ElDiabloConCaca sounds like he's got a better handle on it anyway.


----------



## MDLarson (Nov 20, 2009)

escargot said:


> it would appear to be setting up a 'netgear vpn' as opposed to allowing a passthrough. To which, I would need to purchase the netgear client application.



You'd only need to purchase the Netgear VPN client if you are using Windows.  Especially since Netgear doesn't offer a Mac VPN client (see my tutorial for Mac alternatives).

If you do purchase the Netgear VPN client, make sure that you are provided with the latest version.  When I bought our 5 pack, the version on the disk was so horribly out-of-date that nothing worked (including any sort of online version checking).  It was lucky I called Netgear and got it straightened out 'cause if I had waited too long they wouldn't provide me with an up-to-date version.


----------



## escargot (Nov 21, 2009)

Thanks for the advice there 

Perhaps I'm going about it the wrong way in that case. If the netgear router allows me to set up a VPN gateway, perhaps I ought to utilise that instead of the Xserve.

Argghh, it's all so mind-boggling.


----------



## MDLarson (Nov 21, 2009)

Welcome to where I was a few years ago.    Such are the pitfalls of self-taught expertise, I guess.  You might also try the official Netgear forums.  You'll have to register your products to get into the 'blue box' section, but if my tutorial doesn't help you, ask them.


----------



## escargot (Nov 21, 2009)

Self teaching is frustrating but perhaps more rewarding. 

Netgear forums - good idea. I need teaching how to use my brain sometimes too.


----------



## seigereyes (Apr 16, 2010)

Hi escargot,

I was just reading this article and teaching myself at the same time.
I have now got this working using both OSX and WinXP clients.
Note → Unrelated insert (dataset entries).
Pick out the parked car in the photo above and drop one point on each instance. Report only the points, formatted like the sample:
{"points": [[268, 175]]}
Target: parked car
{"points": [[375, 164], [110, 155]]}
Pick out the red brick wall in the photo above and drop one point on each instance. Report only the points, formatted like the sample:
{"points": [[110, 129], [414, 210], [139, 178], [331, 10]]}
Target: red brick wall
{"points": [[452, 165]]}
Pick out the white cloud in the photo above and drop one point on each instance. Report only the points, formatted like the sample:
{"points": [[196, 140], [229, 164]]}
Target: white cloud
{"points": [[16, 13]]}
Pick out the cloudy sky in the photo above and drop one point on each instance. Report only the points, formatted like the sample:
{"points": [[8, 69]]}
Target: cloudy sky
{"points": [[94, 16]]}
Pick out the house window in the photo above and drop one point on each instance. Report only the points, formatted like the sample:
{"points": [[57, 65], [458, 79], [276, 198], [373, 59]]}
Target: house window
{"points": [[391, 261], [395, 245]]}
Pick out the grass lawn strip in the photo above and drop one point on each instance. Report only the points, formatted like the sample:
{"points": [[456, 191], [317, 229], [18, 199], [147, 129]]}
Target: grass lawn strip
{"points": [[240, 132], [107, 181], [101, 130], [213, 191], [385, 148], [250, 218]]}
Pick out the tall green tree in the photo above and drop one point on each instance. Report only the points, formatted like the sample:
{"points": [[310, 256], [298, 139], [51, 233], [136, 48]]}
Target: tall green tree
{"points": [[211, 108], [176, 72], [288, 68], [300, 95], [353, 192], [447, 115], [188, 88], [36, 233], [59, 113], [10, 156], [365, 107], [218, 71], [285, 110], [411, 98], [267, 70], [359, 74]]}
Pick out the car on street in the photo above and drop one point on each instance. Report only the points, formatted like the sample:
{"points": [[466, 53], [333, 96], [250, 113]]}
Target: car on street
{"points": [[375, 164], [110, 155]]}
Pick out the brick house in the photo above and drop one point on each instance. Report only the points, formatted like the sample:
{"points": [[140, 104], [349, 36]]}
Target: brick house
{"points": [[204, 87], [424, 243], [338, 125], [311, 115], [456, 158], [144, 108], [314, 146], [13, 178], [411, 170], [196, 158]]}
Firtly I followed this article to setup the OSX VPN server and the WinXP clients, the OSX part is a little old but you will get the idea.

http://www.maclive.net/sid/132

Then I did some research on the net for the various ports required. The 2 port forwards that got me working were UDP 500 and TCP 1723

On a Billion BiPAC 7300GA they look like this:

TCP 	 1723 	 1723 	 192.168.xx.xx 	 1723 
UDP 	 500 	 500 	 192.168.xx.xx 	 500 

Next I simply fired up the WinXP client from a different network using PPTP and "Microsoft CHAP Version 2" only.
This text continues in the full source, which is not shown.